Other than inline asm, gcc/clang will never emit an asm instruction that isn't enabled via a command line option, function attribute, or pragma.
If you can't use GCC target options on the command line like a normal person (e.g. -march=native
to enable everything supported by the compile host, and tune for that machine), you can instead use a pragma to set target-specific options. It doesn't work very well, though; it seems #pragma target("arch=skylake")
breaks GCC's immintrin.h
(if you put the pragma before the include), apparently trying to compile AVX512 functions without AVX512 enabled. The GCC docs do show examples of using "arch=core2"
as a function attribute, or even "sse4.1,arch=core2"
You can set target("bmi2,tune=skylake")
though without breaking anything (before or after #include <immintrin.h>
. (unlike arch=
, tune=
doesn't enable ISA extensions, just affects code-gen choices.)
#include <immintrin.h>
// #pragma GCC target ("arch=haswell") // also broken, disables BMI2??
#pragma GCC target ("bmi2,tune=skylake") // this can be after immintrin.h
int foo(unsigned x) {
// unsigned i = 0x6B5; // 11010110101
unsigned i = x;
unsigned n = 4; // ^
unsigned j = _pdep_u32(1u << n, i);
int bitnum = __builtin_ctz(j); // result is bit 7
return bitnum;
}
int constprop() { // check that GCC can still "understand" the intrinsic
return foo(0x6B5);
}
compiles cleanly on Godbolt with only -O3
, no -m
options.
foo:
mov r8d, edi
mov edi, 16
pdep edi, edi, r8d
bsf eax, edi
ret
constprop:
mov eax, 7
ret
If you ever have trouble getting immintrin.h
to define the right wrapper, you can look in GCC's headers to find out how they're defined. e.g. _pdep_u32
is a wrapper for __builtin_ia32_pdep_si
(single integer) and u64 is a wrapper for __builtin_ia32_pdep_di
(double integer).
These __builtin
functions are always defined by GCC even with no headers, but these ia32
builtins can only be used in functions with compatible target options. There isn't a fallback like with __builtin_popcount
for targets that don't support the instruction.
But it seems that for BMI2 instructions at least, _pdep_u32
and _pdep_u64
get defined by GCC's immintrin.h
regardless of command line options (which would define a __BMI2__
CPP macro). Perhaps the reason is this use case: single functions with a target attribute, or a block of functions with a pragma.
The _pdep_u64
version requires BMI2 + x86-64 while the 32-bit version only requires BMI2 (i.e. is available in 32-bit mode as well). pdep
is a scalar integer instruction so 64-bit operand-size requires 64-bit mode.

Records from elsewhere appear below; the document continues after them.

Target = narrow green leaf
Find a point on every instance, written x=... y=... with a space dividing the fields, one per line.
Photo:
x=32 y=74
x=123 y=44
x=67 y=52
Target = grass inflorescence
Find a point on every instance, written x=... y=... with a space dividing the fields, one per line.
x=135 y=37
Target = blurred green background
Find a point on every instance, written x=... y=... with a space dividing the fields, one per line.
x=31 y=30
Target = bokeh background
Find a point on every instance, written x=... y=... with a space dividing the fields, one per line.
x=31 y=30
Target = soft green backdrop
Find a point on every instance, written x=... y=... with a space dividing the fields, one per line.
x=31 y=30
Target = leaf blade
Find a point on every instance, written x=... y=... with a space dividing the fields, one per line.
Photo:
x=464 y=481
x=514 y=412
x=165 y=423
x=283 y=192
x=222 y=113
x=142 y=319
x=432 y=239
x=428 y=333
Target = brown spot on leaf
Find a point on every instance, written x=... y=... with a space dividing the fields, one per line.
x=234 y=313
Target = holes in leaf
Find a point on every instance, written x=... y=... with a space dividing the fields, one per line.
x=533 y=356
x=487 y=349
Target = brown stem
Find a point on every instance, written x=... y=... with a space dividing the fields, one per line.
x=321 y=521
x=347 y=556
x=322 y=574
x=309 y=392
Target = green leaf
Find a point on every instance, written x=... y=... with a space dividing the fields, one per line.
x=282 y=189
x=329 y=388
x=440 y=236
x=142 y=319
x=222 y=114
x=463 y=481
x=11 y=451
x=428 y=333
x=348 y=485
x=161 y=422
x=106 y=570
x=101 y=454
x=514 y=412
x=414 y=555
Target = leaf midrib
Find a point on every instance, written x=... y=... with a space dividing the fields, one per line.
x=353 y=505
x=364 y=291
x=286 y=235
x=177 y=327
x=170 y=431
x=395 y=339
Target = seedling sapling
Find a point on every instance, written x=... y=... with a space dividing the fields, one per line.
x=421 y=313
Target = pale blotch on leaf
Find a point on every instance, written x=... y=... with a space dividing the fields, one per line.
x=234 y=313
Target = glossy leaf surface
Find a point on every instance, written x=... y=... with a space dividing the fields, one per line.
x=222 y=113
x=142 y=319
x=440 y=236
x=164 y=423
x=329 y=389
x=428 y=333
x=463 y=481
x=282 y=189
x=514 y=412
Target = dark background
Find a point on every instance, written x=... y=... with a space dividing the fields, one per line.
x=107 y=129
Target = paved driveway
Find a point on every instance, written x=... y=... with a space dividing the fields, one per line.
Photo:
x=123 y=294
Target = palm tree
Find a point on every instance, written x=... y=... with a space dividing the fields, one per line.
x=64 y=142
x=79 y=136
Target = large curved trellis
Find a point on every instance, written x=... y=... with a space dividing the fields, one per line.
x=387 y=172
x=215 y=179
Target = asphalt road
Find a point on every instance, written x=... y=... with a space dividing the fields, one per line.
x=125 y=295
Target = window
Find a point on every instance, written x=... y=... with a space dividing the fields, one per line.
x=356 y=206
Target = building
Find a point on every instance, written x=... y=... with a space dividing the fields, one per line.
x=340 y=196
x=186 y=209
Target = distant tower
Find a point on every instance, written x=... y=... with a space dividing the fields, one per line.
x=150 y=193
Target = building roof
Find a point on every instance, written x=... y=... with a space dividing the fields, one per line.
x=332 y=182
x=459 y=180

Aside: MSVC compiled the instrinsic without fuss
Yeah, MSVC and GCC/clang have different philosophies about intrinsics. MSVC lets you use whatever, under the assumption that you'll do runtime dispatching to make sure the execution never reaches an intrinsic that isn't supported on this machine.
This might be related to MSVC essentially not optimizing intrinsics at all, often not even doing simple constant-propagation through them. Because it's trying to make sure the corresponding asm instruction never executes when the intrinsic isn't reached in the C++ abstract machine, I guess, and takes the slow and safe approach.
but the program crashed (I suppose _pdep_u32
is not supported by my cpu as suggested in the linked question).
Yup, not all CPUs have BMI2. Nothing you can do with GCC will change that.